Роллан в тот момент не вдавался в анализ социальных и исторических причин войны. Он готов был на первых порах довольствоваться самым примитивным иррационалистическим объяснением: мир сошел с ума, непонятные роковые силы толкнули миллионные армии друг на друга. Ему и в последующие месяцы не раз приходило в голову, что человечество поддалось какому-то наваждению, коллективному безумию, — эта мысль проскальзывает у него и в дневнике, и в письмах, и в некоторых статьях.
Понимание подлинных глубоких причин войны, ее тайных классовых пружин пришло к Роллану позднее, постепенно, в итоге трудной работы мысли.

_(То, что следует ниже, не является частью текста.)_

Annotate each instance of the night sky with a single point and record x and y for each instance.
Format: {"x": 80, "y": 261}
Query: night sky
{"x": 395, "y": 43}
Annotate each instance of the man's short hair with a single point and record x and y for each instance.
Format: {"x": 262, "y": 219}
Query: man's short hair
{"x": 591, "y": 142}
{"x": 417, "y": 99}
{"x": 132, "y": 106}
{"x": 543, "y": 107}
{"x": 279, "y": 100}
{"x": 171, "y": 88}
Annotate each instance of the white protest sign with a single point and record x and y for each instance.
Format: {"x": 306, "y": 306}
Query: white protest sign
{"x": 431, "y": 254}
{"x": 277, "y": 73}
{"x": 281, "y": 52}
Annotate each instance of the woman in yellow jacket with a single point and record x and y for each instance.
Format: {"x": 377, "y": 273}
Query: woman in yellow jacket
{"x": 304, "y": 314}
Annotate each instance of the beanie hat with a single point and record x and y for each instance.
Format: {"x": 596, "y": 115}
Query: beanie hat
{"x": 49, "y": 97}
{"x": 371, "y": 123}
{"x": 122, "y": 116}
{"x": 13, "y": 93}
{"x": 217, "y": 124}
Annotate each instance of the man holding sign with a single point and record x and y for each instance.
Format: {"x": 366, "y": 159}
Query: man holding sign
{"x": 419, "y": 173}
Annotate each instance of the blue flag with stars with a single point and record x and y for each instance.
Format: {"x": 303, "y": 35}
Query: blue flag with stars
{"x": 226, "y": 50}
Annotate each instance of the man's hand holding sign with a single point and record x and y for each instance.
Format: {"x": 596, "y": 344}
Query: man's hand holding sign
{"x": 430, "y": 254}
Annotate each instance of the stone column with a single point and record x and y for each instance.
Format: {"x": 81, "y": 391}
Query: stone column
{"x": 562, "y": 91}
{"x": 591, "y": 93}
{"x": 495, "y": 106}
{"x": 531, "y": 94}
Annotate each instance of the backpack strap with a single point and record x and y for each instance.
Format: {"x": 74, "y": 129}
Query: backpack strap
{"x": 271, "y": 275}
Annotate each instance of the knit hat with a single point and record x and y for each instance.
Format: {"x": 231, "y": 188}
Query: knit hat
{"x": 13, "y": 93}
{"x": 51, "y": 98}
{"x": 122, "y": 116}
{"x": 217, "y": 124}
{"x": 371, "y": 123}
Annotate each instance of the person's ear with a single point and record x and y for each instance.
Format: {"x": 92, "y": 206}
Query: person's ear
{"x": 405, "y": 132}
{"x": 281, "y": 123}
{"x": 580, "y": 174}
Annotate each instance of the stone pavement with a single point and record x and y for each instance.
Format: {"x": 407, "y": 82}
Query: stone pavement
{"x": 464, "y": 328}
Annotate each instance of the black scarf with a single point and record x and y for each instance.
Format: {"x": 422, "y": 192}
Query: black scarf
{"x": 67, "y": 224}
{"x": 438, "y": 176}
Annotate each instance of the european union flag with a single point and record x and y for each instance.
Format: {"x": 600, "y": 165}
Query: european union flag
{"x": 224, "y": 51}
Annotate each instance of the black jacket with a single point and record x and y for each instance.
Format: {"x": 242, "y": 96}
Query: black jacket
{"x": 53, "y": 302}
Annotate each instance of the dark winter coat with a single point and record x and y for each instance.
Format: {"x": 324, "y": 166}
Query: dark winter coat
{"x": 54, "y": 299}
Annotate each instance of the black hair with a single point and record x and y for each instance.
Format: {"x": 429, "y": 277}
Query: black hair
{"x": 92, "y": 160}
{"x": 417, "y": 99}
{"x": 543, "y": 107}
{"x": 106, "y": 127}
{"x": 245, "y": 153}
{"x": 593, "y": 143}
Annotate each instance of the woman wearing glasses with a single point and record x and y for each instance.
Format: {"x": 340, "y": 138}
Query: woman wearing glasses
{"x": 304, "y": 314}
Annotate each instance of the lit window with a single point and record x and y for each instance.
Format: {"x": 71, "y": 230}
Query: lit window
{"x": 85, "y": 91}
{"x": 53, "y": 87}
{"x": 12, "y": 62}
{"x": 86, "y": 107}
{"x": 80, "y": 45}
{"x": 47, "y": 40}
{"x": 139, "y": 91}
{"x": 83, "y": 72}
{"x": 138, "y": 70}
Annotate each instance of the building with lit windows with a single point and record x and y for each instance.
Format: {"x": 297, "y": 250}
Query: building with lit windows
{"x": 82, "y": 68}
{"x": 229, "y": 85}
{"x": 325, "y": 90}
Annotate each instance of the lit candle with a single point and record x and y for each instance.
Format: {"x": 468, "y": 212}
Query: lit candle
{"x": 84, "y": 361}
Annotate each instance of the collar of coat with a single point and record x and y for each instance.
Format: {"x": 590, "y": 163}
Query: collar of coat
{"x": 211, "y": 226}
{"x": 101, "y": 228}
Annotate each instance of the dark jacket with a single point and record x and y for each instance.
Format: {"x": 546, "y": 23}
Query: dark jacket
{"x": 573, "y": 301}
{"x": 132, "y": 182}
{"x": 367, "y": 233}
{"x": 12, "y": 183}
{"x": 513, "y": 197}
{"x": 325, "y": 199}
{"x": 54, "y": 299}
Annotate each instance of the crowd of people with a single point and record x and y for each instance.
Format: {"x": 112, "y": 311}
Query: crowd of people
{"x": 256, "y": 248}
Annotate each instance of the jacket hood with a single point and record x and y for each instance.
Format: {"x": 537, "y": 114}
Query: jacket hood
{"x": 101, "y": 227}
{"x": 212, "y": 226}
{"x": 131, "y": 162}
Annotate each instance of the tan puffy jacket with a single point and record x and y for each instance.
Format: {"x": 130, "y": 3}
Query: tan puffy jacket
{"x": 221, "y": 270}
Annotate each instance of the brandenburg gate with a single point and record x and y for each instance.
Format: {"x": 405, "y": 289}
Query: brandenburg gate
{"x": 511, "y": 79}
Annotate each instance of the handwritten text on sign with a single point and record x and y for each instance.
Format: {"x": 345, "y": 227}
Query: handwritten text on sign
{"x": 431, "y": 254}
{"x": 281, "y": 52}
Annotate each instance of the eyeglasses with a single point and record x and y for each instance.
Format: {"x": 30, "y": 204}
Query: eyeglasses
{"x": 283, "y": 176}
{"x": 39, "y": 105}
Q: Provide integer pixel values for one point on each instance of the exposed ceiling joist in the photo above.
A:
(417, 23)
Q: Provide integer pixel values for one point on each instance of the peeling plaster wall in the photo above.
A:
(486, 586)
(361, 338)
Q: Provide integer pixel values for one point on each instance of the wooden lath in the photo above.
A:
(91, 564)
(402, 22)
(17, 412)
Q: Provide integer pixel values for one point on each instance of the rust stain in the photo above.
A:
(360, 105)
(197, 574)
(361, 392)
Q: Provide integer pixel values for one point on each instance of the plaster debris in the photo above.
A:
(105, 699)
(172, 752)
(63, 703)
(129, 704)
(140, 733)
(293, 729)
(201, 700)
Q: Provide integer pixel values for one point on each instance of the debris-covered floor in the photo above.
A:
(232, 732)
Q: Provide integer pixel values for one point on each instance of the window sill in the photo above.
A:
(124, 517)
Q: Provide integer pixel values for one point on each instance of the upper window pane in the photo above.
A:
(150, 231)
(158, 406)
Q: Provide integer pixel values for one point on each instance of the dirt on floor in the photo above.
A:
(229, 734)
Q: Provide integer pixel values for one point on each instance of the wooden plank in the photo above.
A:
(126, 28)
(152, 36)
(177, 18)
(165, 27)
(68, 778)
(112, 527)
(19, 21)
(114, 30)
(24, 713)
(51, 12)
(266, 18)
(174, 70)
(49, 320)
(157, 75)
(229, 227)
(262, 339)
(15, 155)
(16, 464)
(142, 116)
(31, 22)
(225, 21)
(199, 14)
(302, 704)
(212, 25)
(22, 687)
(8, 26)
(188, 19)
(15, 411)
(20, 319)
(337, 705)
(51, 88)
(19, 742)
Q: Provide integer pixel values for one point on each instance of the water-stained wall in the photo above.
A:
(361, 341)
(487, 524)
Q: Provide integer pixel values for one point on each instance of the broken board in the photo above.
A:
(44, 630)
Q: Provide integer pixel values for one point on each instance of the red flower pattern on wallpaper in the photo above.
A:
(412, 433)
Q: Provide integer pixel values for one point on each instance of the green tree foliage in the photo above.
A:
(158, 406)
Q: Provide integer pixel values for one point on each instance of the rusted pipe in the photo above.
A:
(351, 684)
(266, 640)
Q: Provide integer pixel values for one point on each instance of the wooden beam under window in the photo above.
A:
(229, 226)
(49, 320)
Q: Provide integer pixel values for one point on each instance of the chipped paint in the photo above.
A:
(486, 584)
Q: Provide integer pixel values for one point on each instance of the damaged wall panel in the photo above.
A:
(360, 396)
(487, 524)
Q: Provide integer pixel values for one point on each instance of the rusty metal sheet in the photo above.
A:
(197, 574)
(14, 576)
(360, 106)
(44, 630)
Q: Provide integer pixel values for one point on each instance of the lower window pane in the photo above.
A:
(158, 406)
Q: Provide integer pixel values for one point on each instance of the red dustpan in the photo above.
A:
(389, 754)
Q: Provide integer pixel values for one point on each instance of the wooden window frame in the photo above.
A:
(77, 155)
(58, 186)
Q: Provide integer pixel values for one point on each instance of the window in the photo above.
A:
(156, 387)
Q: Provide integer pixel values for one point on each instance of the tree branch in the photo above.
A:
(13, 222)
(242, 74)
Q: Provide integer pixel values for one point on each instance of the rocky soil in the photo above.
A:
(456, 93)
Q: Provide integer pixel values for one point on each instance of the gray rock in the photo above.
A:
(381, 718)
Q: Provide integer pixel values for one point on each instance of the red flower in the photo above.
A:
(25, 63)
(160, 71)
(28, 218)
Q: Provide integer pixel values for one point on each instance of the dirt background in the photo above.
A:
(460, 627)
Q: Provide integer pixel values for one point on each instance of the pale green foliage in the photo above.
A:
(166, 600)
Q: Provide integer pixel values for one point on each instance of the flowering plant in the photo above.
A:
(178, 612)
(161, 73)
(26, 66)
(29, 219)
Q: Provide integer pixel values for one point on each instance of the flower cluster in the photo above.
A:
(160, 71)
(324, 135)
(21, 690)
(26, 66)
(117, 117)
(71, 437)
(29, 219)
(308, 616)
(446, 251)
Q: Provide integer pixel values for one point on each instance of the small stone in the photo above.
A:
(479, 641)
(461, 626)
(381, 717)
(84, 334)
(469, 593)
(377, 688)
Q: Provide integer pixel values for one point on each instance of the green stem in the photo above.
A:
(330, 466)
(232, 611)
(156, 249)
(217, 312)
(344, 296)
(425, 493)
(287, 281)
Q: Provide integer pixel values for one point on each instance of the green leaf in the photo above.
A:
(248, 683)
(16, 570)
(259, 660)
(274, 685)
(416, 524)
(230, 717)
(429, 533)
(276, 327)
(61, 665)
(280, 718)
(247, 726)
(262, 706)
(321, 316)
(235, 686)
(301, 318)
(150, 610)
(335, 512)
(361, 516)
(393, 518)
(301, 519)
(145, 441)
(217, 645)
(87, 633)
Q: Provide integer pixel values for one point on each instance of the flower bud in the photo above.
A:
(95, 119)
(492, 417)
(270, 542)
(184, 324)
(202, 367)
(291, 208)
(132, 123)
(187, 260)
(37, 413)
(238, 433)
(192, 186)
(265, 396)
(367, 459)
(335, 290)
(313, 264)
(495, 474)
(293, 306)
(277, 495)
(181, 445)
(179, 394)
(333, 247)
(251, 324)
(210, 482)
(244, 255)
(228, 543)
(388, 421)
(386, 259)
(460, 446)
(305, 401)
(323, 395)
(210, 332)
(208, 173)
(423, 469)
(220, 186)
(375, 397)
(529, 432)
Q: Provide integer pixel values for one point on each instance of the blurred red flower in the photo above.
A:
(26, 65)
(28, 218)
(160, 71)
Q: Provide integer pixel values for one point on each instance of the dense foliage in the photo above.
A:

На первых порах он воспринимал все происходящее в плане эмоциональном и нравственном скорей, чем в плане социальном. Ведь он был художником, а не политиком. И не столь легко ему было ввязаться в политику. Но он не мог иначе.
«…Надо было говорить, — вспоминал он годы спустя. — Почему? Потому, что никто не говорил».
2 сентября 1914 года в газете «Журналь де Женев» появилась статья Ромена Роллана «Открытое письмо Гергарту Гауптману». Здесь с большой прямотой и силой ставился вопрос об ответственности интеллигенции за злодеяния военщины. «Кто вы, — спрашивал Роллан, обращаясь к немецким собратьям по перу, — потомки Гёте или потомки Аттилы?»
Роллан и прежде, в годы работы над «Жан-Кристофом», присматриваясь к общественной и культурной жизни Германии во время своих коротких поездок, с болью подмечал в нации Гёте и Бетховена укоренившиеся навыки мещанского чинопочитания, казарменной дисциплины. Он писал об этом в 1905 году одной из своих корреспонденток, Кларе Колле: «Каждый раз, когда я бываю в Германии, я восхищаюсь и немного боюсь этой великолепной машины, какою кажется мне немецкая нация. Вся она способна есть, думать, хотеть и действовать, как один человек. Я спрашиваю себя, как могут существовать индивидуальности в этом поразительном Государстве. Эти люди могут в заранее назначенный день и час по указанию Государства проникнуться энтузиазмом во имя какой бы то ни было цели».
Но Роллан все же до войны не предполагал, что немецкие писатели, художники, ученые могут «проникнуться энтузиазмом» во имя империалистической агрессии до такой степени, как это произошло в действительности. Гергарт Гауптман ответил на его «Открытое письмо» в корректно-самоуверенном тоне — по существу вполне в духе официальной пропаганды. А в конце сентября появился в печати «Манифест 93» немецких деятелей культуры. Среди подписавших были Гергарт Гауптман и другие известные писатели — Герман Зудерман, Рихард Демель, ученые с мировыми именами — В. Оствальд, Э. Геккель, М. Планк, В. Вундт, сын знаменитого композитора Зигфрид Вагнер, режиссер Макс Рейнгардт: все они без колебаний одобряли образ действий кайзеровской армии, которая ворвалась в нейтральную Бельгию, разрушила архитектурные сокровища старинного Города Лувена.